Я доходил до того, что мне в других людях нравились только самые дикие чувства, и сожалел, когда что-нибудь стесняло их проявление. Еще немного — и я стал бы видеть в честности лишь запрет, условность и страх. Мне хотелось бы любить ее, как великую трудность; наши нравы придали ей всеобщую и банальную форму контракта. В Швейцарии она составляет часть комфорта. Я понимал, что Марселина в ней нуждается, но я не скрывал от нее нового направления моих мыслей. Уже в Невшателе, когда она восхваляла эту честность, которая просачивается там из всех стен и написана на всех лицах, я отвечал ей:
Мне вполне довольно моей собственной честности; мне отвратительны честные люди. Если мне нечего бояться их, то и нечему учиться у них. Впрочем, им нечего сказать… Честный швейцарский народ! Ему ничего не стоит быть здоровым… Народ без преступлений, без истории, без литературы, без искусства… крепкий розовый куст без терний и без цветов…
То, что этот честный народ мне наскучит, я это уже знал наперед, но через два месяца эта скука стала чем-то вроде бешенства, и я только и думал об отъезде.

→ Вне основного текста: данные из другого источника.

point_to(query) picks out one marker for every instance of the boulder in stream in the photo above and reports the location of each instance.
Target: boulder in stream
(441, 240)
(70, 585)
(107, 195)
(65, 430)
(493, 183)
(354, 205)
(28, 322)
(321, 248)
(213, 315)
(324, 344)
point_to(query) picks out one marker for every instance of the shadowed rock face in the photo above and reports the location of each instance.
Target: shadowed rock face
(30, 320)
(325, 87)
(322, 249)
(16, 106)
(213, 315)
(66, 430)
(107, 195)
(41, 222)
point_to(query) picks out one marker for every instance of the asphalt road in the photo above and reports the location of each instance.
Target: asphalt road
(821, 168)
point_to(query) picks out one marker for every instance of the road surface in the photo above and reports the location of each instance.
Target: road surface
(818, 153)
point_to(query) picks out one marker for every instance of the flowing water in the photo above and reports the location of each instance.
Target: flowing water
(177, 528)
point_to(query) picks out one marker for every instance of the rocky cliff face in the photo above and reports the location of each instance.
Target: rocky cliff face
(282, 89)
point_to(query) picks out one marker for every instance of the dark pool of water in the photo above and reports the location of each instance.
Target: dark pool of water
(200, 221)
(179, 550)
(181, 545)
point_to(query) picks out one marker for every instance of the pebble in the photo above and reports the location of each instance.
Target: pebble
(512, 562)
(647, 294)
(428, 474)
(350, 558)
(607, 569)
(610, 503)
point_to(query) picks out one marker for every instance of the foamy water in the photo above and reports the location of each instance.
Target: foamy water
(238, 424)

Была середина января. Марселине было лучше, гораздо лучше, постоянный маленький жар, медленно иссушавший ее, прекратился; более свежий румянец заиграл на ее щеках; она снова стала охотно, хотя и не много, ходить и не была, как прежде, вечно усталой. Мне не стоило очень большого труда убедить ее, что она уже извлекла всю возможную пользу из этого тонического воздуха и ничего не может быть для нее теперь полезнее Италии, где теплая весна довершит ее выздоровление; особенно же мне не стоило большого труда убедить в этом себя, — до того устал я от этих высот.

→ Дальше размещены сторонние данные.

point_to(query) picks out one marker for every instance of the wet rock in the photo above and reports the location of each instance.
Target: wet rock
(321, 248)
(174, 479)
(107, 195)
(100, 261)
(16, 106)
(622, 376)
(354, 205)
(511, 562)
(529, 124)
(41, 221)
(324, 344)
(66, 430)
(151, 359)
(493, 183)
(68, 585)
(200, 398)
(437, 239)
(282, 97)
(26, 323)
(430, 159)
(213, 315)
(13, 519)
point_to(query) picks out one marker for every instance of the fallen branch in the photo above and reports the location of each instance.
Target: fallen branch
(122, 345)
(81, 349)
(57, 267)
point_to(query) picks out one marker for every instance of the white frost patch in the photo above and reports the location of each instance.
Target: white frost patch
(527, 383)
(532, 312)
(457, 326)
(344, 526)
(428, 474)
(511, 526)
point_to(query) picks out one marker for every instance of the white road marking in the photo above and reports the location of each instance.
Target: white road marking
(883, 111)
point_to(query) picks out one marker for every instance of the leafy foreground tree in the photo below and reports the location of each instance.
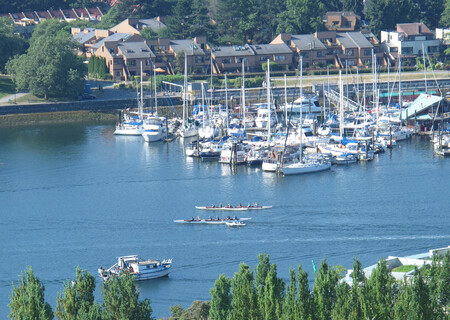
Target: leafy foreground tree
(122, 300)
(27, 299)
(51, 67)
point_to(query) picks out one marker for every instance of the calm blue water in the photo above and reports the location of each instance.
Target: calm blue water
(76, 195)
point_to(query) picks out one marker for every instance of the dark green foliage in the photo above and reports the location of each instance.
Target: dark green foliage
(27, 299)
(220, 299)
(244, 303)
(10, 43)
(121, 300)
(50, 68)
(324, 290)
(78, 297)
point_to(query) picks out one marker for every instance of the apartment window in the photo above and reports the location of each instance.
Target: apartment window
(407, 50)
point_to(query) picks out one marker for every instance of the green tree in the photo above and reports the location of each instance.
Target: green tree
(356, 6)
(244, 301)
(380, 293)
(273, 294)
(324, 290)
(121, 300)
(302, 17)
(10, 43)
(27, 299)
(50, 67)
(305, 302)
(445, 17)
(220, 299)
(342, 307)
(289, 310)
(78, 295)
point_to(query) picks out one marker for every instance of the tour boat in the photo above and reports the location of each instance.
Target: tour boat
(139, 268)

А между тем теперь, когда в моей праздности ненавистное прошлое крепнет, — именно эти воспоминания преследуют меня больше всего. Быстрая езда в санях; веселое хлестанье сухого ветра; комья летящего снега, аппетит; неверные шаги в тумане, причудливая звонкость голосов, внезапное появление предметов; чтение в запертой теплой гостиной, пейзаж сквозь стекло, застылый пейзаж; трагическое ожидание снега; исчезновение внешнего мира, сладострастно притаившиеся мысли… О, еще бы побегать на коньках с ней, там, совсем вдвоем, на чистом маленьком затерянном озере, окруженном лиственницами; потом вернуться с ней домой, вечером…
Этот спуск в Италию был для меня головокружителен, как падение. Стояла прекрасная погода. По мере того как мы погружались в более теплый и плотный воздух, прямые деревья горных вершин, лиственницы и правильные ели уступали место богатой и мягкой растительности. Мне казалось, что я покидаю абстракцию для жизни, и, хотя стояла зима, мне всюду мерещились ароматы. Ах, как давно мы улыбались лишь одним теням! Меня опьяняло мое воздержание, и я был пьян от жажды, как иные пьяны от вина. Запас, накопленный моей жизнью, был изумителен; на пороге этой ласковой и манящей земли просыпалась вся моя жадность. Меня наполнял громадный запас любви; иногда из глубины плоти он поднимался к моей голове и рождал бесстыдные мысли.